Song noted that the team plans to now use the method on cell-free DNA. The researchers have demonstrated proof of principle for this application and the first study is underway, Song said.

In addition, Song said that because TAPS does not damage the DNA, it could also be combined with long-read sequencing technology like Pacific Biosciences and Oxford Nanopore Technologies. He said that the team is currently testing the method on Oxford Nanopore's MinIon and is collaborating with other research groups to test it on PacBio's Sequel instrument.

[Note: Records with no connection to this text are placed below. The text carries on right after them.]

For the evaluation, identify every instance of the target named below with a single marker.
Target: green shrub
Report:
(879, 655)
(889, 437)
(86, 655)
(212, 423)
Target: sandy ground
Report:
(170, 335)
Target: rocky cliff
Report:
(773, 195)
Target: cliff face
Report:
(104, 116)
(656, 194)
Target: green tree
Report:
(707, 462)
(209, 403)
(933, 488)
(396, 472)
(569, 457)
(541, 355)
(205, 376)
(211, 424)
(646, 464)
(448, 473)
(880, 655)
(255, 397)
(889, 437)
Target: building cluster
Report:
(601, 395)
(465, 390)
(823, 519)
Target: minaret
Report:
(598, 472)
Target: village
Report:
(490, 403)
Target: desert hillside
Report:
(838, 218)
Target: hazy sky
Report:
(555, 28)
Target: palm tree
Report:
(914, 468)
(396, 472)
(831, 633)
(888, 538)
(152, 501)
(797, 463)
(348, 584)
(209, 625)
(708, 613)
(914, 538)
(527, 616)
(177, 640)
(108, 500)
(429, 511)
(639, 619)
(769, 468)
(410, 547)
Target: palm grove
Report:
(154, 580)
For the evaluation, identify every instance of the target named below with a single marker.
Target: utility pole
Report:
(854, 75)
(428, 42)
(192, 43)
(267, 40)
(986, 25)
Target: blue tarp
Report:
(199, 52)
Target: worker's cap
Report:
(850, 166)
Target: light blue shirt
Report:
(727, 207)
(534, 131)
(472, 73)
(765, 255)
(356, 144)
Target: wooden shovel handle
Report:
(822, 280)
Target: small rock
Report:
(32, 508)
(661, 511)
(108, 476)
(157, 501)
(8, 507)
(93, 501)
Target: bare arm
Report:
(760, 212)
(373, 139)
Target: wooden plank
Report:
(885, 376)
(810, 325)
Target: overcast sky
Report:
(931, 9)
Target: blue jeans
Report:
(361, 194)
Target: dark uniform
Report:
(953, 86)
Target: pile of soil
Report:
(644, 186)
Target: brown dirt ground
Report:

Researchers have also developed methods to detect epigenetic marks directly on both PacBio's and Oxford Nanopore's instruments. On the PacBio instrument, epigenetic modifications can be detected by measuring changes in the polymerase kinetics — when the polymerase encounters a DNA modification as it is incorporating nucleotides, there is a measurable pause. Epigenetic modifications can be detected on the MinIon using bioinformatics that detect electrical current differences that result from a modified base translocating through the pore, as described in a Nature Methods study published in 2017.

Song said that one potential advantage of TAPS, at least in conjunction with PacBio sequencing, is that it would not require as deep coverage sequencing compared to the polymerase kinetics-based method.

He added that detecting methylation with long-read sequencing would be beneficial in understanding the role of methylation in genomic regions that are hard to access with short reads, like repetitive regions and centromeres.

Finally, the team is also interested in further developing TAPS to be useful at the single-cell level.

Song said that his lab plans to focus on using TAPS in oncology applications and especially for detecting methylation in cell-free DNA and is also interested in developing it for single-cell sequencing applications. However, he noted that TAPS could have much broader utility and could be used wherever bisulfite sequencing is traditionally used and even has the "potential to replace bisulfite sequencing in routine use."